In the same skillet over medium heat, cook the peas, lemon juice, 1/2 t salt, and the sugar, stirring often, for about 4 minutes. The juice from the pea mixture does a good job of loosening up any potato stuck to the bottom of the pan from the previous step. I think this helps make the pea mixture more sticky which is important later on. Remove from heat.
Place a scoop of the potato mixture in the palm of your hand and flatten it into a 3- or 4-inch-diameter circle that is 1/2 inch thick. Repeat with the remaining potato mixture to make 12 to 14 rounds.
Put a panir cube in the center of each round. Fold the potato mixture over it. Roll until sealed and rounded. Press firmly to eliminate air pockets.
Press the pea mixture around each of the potato rounds.

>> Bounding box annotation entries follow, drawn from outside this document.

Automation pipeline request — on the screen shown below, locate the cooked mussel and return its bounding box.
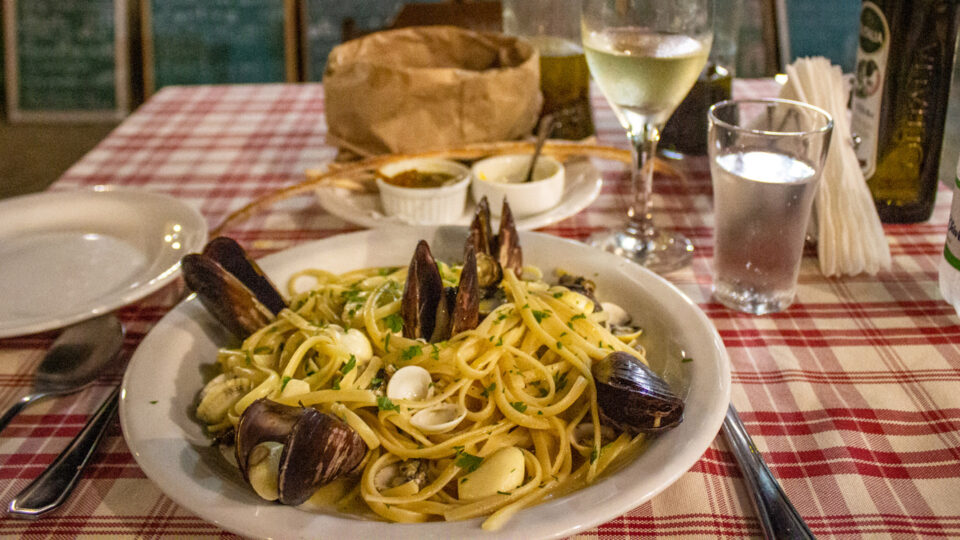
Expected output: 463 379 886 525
236 398 367 505
400 240 480 343
591 351 683 433
181 236 286 338
464 197 523 289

Whisk together the water and flour to make a smooth, thick paste. Spread the bread crumbs in a shallow pan. Roll the balls in the flour paste, then in the bread crumbs. Set each panir potato round on a baking sheet lined with a non-stick mat or parchment paper.
Bake for 14 minutes. Rotate the sheets halfway through.
Cut the cooked panir rounds in half. Spoon curry powder around them. Sprinkle with fresh cilantro and cumin powder.